UK Biobank is the world's most comprehensive source of biomedical data available for health research in the public interest. In 2023 it released data on nearly 3,000 circulating proteins from 54,000 participants. In 2024, Professor Claudia Langenberg, Director of the Precision Healthcare University Research Institute (PHURI) at Queen Mary, and her colleagues published a landmark study using UK Biobank proteomic data to identify disease risk. This research was one of a small number of studies to use this unique data.
Building on this pilot data release, UK Biobank announced today a project to measure up to 5,400 proteins in each of 600,000 samples, including those taken from half a million UK Biobank participants and 100,000 second samples taken from these volunteers up to 15 years later. The new unique dataset is ten times larger than that used in the pilot, and is being funded by a consortium of 14 leading biopharmaceutical companies, known as the UK Biobank Pharma Proteomics Project.
This new project will allow researchers to explore a first-of-its-kind database, detailing how changes to an individual's protein levels over mid-to-late life influence disease. The study will begin by analysing the first 300,000 samples, which will include initial samples from 250,000 UK Biobank volunteers and 50,000 second samples taken at follow-up assessments.
UK Biobank's proteomics dataset will allow researchers to:
- Examine proteomic and genetic data from half a million people simultaneously. UK Biobank released the whole genome sequencing of its half a million participants in November 2023. Adding proteomic data will allow researchers to combine these massive datasets, providing a more detailed picture of the biological processes involved in disease progression. This may in turn drive the development of personalised treatments.
- Examine how and why protein levels change over time. Half a million participants provided UK Biobank with a blood sample when they joined and 100,000 of them provided a second sample up to 15 years later. Researchers will be able to see how protein levels have changed over mid-to-late life, enhancing understanding of age-related changes in healthy individuals and shedding light on how diseases develop. This will further accelerate research into diagnostic and prognostic markers.
- Uniquely use proteomic data in combination with imaging data. Nearly 100,000 UK Biobank participants have undergone magnetic resonance imaging (MRI) of their brain, heart and body, providing researchers with detailed scans. Layering these different data types to investigate human health creates a truly extraordinary, detailed understanding of the disease mechanisms.

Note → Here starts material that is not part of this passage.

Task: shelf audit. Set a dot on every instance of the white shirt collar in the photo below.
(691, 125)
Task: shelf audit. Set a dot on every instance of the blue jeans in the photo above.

- Open avenues for developing AI models. Already, machine learning tools can predict future disease many years before diagnosis, with the potential to shape early interventions. The depth and breadth of the proteomic data held within UK Biobank may enable machine learning to accurately subtype diseases, which has the potential to inform what treatments should be given at the point of diagnosis.
Professor Langenberg said: "Adding proteomic data for the full UK Biobank cohort will be an absolute game-changer for prediction of disease onset and prognosis, particularly for the many neglected diseases for which good prospective data are lacking. These include debilitating and life threating diseases, such as polycystic ovary syndrome and motor neurone disease. Just imagine if we could detect these and many other conditions much earlier than is currently possible."
Professor Sir Rory Collins, Principal Investigator and Chief Executive of UK Biobank, said: "For the first time at this scale, researchers will be able to detect the exact causes of diseases by comparing how protein levels change over mid-to-late life in a large group of people. Proteomic data has already paved the way for better cancer, autoimmune and dementia diagnostics, and this truly exciting study of proteins will significantly speed up drug discovery, leading to major improvements in public health and care everywhere."
It will take about a year to measure the protein levels in 300,000 participant samples. The proteomic data will be made available to UK Biobank-approved researchers in staggered releases from 2026, with the full dataset expected to be added to the UK Biobank Research Analysis Platform by 2027. During this time, additional funding will be sought to analyse samples from all remaining UK Biobank volunteers (an additional 250,000 participants, including second samples from a further 50,000).